A critical performance regression in Linux 7.0's new SLUB allocator has been identified and partially fixed, with a 64% drop in IOPS for certain workloads.
A critical performance regression has been identified in the Linux 7.0 kernel's new SLUB allocator implementation, with developers rushing to fix a bug that caused up to 64% performance degradation in specific workloads. The issue was discovered in late February and has since been traced to changes introduced during the Linux 7.0 merge window.
The Performance Regression
The problem stems from the "sheaves" series of changes merged into the mainline kernel, which introduced unnecessary sheaf refill restrictions when combined with the mempool allocation strategy. This regression was particularly noticeable in workloads with persistent cross-CPU allocation and free patterns.
According to Ming Lei of Red Hat, the impact was severe: "ublk null target benchmark IOPS drops significantly compared to v6.19: from 36M IOPS to ~13M IOPS (64% drop)." This dramatic performance decrease affected systems running workloads that heavily utilize the slab allocator across multiple CPUs.
Technical Details
The regression was introduced through commit 815c8e35511d, which merged the 'slab/for-7.0/sheaves' branch into the main slab development branch.
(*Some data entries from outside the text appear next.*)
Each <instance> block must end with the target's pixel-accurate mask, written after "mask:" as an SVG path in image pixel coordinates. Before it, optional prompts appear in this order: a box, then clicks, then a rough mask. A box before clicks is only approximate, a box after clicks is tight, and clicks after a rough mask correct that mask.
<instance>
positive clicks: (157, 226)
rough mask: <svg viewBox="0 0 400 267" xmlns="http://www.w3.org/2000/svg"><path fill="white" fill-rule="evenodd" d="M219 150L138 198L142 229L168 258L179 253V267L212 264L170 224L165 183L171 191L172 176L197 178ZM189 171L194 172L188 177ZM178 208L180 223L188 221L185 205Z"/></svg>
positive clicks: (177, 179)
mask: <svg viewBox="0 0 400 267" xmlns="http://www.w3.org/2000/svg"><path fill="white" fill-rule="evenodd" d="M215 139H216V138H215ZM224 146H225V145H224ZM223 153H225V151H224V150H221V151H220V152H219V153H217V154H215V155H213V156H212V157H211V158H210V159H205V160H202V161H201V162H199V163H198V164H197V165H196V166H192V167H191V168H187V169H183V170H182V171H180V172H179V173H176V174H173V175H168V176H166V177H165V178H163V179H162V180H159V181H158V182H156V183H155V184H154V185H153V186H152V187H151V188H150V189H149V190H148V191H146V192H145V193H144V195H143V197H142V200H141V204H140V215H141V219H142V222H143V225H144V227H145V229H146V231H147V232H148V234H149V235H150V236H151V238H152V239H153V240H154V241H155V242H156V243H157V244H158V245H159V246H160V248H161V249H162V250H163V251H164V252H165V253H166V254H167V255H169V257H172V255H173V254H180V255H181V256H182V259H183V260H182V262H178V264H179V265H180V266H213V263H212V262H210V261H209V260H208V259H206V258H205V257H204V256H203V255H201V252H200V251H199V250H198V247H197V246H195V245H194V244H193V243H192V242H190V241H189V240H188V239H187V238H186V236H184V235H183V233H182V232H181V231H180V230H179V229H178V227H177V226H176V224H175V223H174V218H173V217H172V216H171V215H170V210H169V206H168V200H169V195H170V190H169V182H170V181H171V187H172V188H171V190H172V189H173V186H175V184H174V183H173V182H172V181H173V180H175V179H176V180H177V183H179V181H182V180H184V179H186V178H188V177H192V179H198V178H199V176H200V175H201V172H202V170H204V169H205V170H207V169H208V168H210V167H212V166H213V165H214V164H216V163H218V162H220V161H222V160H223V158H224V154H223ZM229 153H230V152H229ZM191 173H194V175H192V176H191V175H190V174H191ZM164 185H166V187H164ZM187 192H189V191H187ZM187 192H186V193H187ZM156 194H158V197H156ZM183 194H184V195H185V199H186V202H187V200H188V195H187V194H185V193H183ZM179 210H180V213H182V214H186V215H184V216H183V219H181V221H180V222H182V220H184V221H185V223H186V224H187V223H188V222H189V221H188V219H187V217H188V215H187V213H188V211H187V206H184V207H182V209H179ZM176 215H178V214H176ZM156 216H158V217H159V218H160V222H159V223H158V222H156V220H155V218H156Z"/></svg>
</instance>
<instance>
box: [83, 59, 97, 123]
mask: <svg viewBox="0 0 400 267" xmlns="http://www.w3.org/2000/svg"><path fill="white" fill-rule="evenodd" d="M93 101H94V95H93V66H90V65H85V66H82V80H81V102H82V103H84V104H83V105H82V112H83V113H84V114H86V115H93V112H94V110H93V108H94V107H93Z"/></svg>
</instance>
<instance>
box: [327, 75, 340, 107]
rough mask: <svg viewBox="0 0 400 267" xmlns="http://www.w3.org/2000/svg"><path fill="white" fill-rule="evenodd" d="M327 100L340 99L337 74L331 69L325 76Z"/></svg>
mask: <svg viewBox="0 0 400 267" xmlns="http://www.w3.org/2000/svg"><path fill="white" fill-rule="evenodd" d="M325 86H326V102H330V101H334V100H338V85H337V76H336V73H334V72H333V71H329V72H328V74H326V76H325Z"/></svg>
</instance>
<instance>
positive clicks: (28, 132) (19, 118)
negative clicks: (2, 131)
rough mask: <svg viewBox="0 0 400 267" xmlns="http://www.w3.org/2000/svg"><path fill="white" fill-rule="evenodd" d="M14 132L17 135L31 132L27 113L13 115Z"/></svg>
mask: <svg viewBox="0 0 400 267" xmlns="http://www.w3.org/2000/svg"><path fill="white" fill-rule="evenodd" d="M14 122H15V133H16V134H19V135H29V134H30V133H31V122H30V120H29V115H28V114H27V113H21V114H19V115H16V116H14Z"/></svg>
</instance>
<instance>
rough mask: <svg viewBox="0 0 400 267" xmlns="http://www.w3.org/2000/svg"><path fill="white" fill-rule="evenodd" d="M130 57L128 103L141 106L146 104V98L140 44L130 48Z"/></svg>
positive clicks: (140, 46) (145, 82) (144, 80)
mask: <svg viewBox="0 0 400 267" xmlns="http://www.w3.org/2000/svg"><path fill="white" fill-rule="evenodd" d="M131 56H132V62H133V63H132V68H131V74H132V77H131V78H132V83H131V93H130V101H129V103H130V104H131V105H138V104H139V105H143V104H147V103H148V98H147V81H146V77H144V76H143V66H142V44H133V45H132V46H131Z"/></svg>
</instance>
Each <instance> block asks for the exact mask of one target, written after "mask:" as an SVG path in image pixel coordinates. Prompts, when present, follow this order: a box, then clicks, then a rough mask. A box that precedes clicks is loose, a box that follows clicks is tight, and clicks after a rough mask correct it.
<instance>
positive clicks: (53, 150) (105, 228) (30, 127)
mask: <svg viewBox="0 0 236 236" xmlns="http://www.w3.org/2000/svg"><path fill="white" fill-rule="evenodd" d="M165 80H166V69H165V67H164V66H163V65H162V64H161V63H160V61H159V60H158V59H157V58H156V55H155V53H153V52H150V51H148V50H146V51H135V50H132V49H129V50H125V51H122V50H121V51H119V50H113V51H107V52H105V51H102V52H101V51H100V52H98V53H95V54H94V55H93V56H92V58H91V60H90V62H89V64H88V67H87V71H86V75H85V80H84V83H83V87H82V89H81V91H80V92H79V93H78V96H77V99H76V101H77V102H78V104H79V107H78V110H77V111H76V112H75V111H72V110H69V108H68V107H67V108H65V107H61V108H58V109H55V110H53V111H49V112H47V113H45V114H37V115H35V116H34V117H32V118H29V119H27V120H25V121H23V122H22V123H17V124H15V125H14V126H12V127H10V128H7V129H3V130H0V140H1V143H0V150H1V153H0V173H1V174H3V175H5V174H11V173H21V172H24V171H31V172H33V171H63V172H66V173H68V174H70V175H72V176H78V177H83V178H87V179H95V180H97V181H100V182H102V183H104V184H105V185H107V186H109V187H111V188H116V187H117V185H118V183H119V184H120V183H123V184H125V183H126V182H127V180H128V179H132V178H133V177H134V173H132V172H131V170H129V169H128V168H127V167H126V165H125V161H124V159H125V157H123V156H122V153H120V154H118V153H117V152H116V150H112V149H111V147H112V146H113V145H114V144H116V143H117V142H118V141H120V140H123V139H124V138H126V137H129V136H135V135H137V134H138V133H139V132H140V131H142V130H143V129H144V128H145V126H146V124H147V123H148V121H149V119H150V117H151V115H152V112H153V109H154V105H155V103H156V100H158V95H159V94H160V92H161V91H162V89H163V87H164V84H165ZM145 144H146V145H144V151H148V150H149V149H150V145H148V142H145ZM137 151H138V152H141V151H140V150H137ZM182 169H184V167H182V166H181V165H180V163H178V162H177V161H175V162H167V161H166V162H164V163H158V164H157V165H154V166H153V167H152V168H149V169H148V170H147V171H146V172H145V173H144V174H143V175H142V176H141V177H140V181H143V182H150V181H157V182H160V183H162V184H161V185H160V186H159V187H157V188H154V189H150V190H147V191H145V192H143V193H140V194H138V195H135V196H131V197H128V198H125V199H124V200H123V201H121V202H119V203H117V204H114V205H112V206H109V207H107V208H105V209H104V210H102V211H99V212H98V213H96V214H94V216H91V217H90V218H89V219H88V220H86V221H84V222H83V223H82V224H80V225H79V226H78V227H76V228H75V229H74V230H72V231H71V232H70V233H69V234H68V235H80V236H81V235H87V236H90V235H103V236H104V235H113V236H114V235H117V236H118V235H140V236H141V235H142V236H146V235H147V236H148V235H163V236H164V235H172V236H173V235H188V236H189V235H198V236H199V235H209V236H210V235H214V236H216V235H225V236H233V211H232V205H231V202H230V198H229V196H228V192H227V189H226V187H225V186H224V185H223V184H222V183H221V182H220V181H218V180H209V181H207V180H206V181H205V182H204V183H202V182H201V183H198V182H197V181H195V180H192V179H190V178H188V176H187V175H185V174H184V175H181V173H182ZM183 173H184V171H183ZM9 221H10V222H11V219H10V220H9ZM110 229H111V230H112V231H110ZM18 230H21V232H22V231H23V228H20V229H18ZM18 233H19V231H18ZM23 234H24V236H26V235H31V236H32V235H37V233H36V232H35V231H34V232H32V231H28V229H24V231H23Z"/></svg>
However, pinpointing the exact problematic commit proved challenging. Lei noted that bisecting within the sheaves series was blocked by a kernel panic at commit 17c38c88294d ("slab: remove cpu (partial) slabs usage from allocation paths"), preventing identification of the first bad commit.
The Fix
SUSE Linux engineer Vlastimil Babka has devised an initial fix that addresses part of the problem by allowing sheaf refill when blocking is not allowed. This change doesn't completely resolve the performance regression but represents significant progress toward a full solution.
Babka's fix is currently pending through a pull request and is expected to be merged before the Linux 7.0-rc3 kernel release scheduled for this Sunday. A second patch is also in development to handle the possibility of memory-less nodes, which should further improve performance.
Impact and Context
This regression highlights the complexity of kernel memory management and how changes intended to improve one aspect of performance can inadvertently harm another. The SLUB allocator is a critical component of the Linux kernel, responsible for managing kernel memory allocations efficiently.
The severity of this regression - a 64% drop in IOPS for affected workloads - demonstrates how even well-intentioned architectural changes can have unintended consequences at scale. For users running workloads with heavy cross-CPU allocation patterns, this fix will be particularly important.
Looking Ahead
With the fix pending merge and another patch on the way, Linux 7.0 should see restored performance levels once these changes are incorporated. The rapid response from the kernel development community in identifying and addressing this issue demonstrates the effectiveness of the open-source development model, where problems can be quickly identified, analyzed, and resolved by contributors from multiple organizations including Red Hat and SUSE.
The incident serves as a reminder of the importance of thorough testing, particularly for fundamental kernel components like the slab allocator, before changes are merged into mainline development kernels.